Wstęp: "Rosnę sobie - dołem głowa, górą nać - Kto mi powie: co się jeszcze może stać?" - bezwiednie zaczynam nucić, obserwując wymianę przebitej opony zaraz za bramą Serengeti... Ale nie naszego jeepa, tylko tego, do którego kazano nam się przesiąść, gdy w naszym do reszty wysiadła chłodnica... Ale od początku...
Cel: Serengeti a następnie nocleg w okolicach jeziora Manyara.
Przebieg: Wstajemy przed 6 rano, by jak najwcześniej pozwiedzać okolice naszego centralnie położonego obozowiska w parku Serenegeti - zaraz po wschodzie słońca i chwile przed zachodem - to najlepszy czas na obserwacje zwierząt.
Po szybkiej kawie, w przejmującym chłodzie ładujemy się do land cruisera, przez otwarty dach wpada zimne powietrze.

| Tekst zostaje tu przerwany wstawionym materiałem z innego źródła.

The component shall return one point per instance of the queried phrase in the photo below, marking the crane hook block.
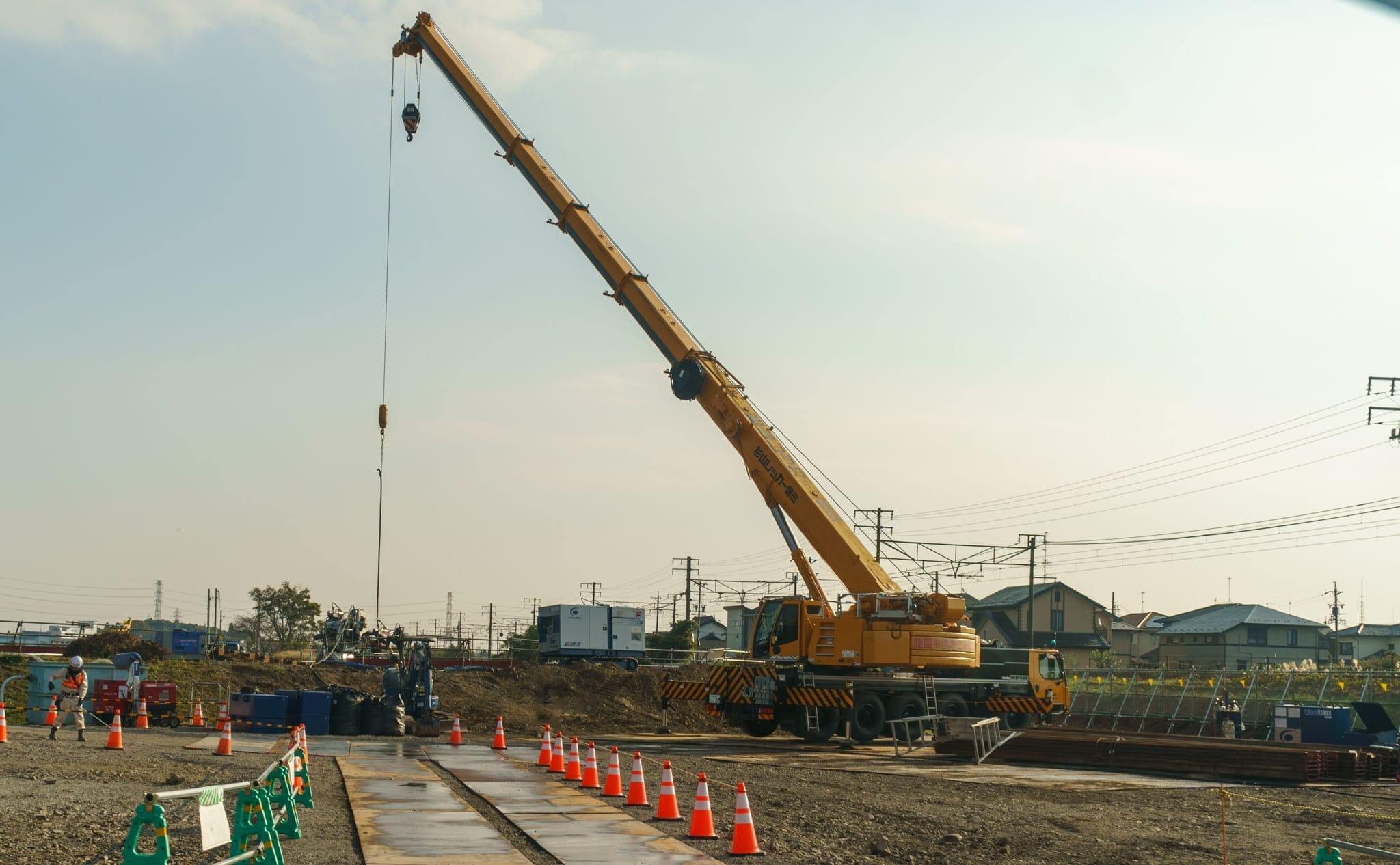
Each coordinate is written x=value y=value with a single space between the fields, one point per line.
x=688 y=379
x=411 y=120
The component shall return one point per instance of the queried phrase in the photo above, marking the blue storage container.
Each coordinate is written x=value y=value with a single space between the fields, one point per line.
x=293 y=704
x=315 y=703
x=317 y=726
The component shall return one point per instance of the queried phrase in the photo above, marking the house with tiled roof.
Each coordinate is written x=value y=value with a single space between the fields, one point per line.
x=1238 y=636
x=1064 y=618
x=1361 y=642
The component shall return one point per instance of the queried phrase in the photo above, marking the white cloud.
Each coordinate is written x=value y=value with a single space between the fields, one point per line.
x=502 y=38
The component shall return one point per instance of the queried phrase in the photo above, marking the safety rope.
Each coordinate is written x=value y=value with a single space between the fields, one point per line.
x=384 y=356
x=1235 y=794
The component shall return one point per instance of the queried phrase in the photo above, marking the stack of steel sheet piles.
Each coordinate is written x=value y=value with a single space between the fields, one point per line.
x=1185 y=756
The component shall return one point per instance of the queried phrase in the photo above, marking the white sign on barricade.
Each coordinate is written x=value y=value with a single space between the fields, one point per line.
x=213 y=819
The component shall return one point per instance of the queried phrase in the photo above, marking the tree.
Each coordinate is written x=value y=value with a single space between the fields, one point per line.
x=522 y=646
x=287 y=615
x=682 y=636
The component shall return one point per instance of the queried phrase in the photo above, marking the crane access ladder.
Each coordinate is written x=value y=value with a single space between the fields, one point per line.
x=932 y=728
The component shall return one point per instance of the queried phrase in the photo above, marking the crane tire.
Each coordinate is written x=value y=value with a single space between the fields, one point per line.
x=954 y=706
x=867 y=718
x=908 y=706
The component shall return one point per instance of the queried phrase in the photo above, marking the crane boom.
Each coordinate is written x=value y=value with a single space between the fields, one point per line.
x=696 y=374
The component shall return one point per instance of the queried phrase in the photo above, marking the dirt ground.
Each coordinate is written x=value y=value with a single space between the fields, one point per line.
x=70 y=804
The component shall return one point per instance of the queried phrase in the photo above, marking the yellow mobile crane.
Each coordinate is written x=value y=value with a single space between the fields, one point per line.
x=884 y=626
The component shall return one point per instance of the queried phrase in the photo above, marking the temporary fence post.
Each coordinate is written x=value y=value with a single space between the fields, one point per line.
x=1210 y=706
x=1103 y=686
x=280 y=794
x=1123 y=703
x=1186 y=683
x=1322 y=690
x=1147 y=710
x=153 y=815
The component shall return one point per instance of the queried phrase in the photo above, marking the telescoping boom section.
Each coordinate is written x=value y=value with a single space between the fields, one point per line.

W ciągu może 15 minut z kompletnych ciemności przechodzimy do półmroku, w którym rysują się sylwetki naszych namiotów. To już czas, jeśli chcemy zdążyć przed wschodem słońca to należy się pośpieszyć.
Zwierzęta wydają się niemal oswojone, wszystkie te płochliwe antylopy i gazele na dźwięk terenowego samochodu ledwie podnoszą główkę znad skubanych traw... Impale przebiegają stadnie przez drogę - żyją w haremach, kilkanastu samiczek pilnuje jeden rogaty samiec, bacznie sprawdzając czy żadna się nie zgubiła... Chwilę kluczymy po piaszczystych drogach, o tej porze, dzięki porannej rosie nie unoszą się jeszcze tumany kurzu. Docieramy w piękny punkt widokowy, gdzie trafiamy idealnie na wschód słońca, taki, jaki widzieli pierwsi ludzie... Pomarańczowa kula szybko wznosi się nad horyzontem, czernieją sylwetki akacji...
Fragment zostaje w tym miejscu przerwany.